Inside the tests directory are a collection of security tests that can be run to ensure defences against possible prompt-injection threats against the agent. Agentic systems can be vulnerable to prompt-injection attacks where an attacker can manipulate the input to the agent to perform unintended actions. These tests are designed to ensure that the agent is robust against such attacks.

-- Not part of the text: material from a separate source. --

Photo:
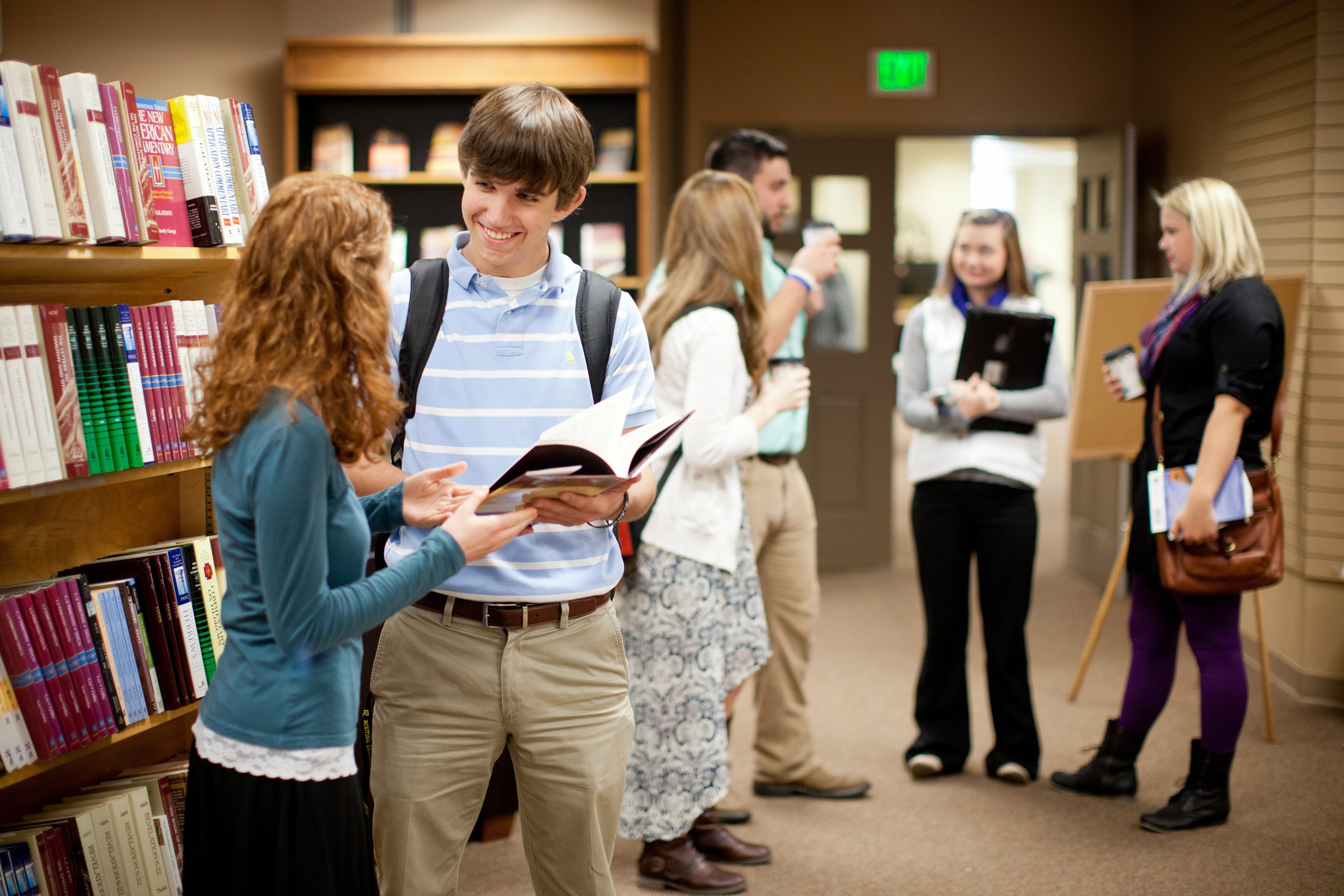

To run the security tests, first launch the agent using the compose.tests.yaml file:

docker compose -f compose.tests.yaml up --build

Then, in a separate terminal, run the security tests:

uv run pytest tests/security_tests

We are currently testing for the following vulnerabilities:

  • Prompt Injection via /diagnose endpoint
  • Prompt Injection via Kubernetes logs
  • Prompt Injection via application
  • Prompt Injection via GitHub files

Documentation

Documentation for this project can be found in the docs folder. The following documentation is available:

Acknowledgements + attribution

We would like to thank:

Suyog Sonwalkar for creating the Kubernetes MCP server: https://github.com/Flux159/mcp-server-kubernetes

Anthropic's Model Context Protocol team for creating the Slack and GitHub MCP servers: https://github.com/modelcontextprotocol/servers?tab=MIT-1-ov-file#readme

sre-agent FAQ

How does sre-agent integrate with Kubernetes?
sre-agent connects to your Kubernetes cluster to monitor logs and events, enabling real-time issue detection and diagnostics within your cluster environment.
Can sre-agent send alerts to communication platforms?
Yes, sre-agent can send summarized diagnostics and alerts directly to Slack channels to keep teams informed.
Is sre-agent open source and customizable?
Yes, sre-agent is open-source, allowing you to customize its monitoring, diagnostics, and reporting features to fit your needs.
What types of logs can sre-agent analyze?
sre-agent can analyze both application and infrastructure logs, providing comprehensive diagnostics across your systems.
How does sre-agent help improve system reliability?
By automating log monitoring and issue diagnosis, sre-agent helps quickly identify and resolve problems, reducing downtime and improving reliability.
Does sre-agent support integration with version control systems?
Yes, it integrates with GitHub repositories to correlate deployment changes with system issues.
What platforms or LLM providers does sre-agent support?
sre-agent is designed to work with multiple LLM providers including OpenAI, Anthropic Claude, and Google Gemini for AI-driven diagnostics.
How is security handled in sre-agent?
sre-agent follows best practices for secure access to logs and systems, ensuring data privacy and integrity during monitoring and reporting.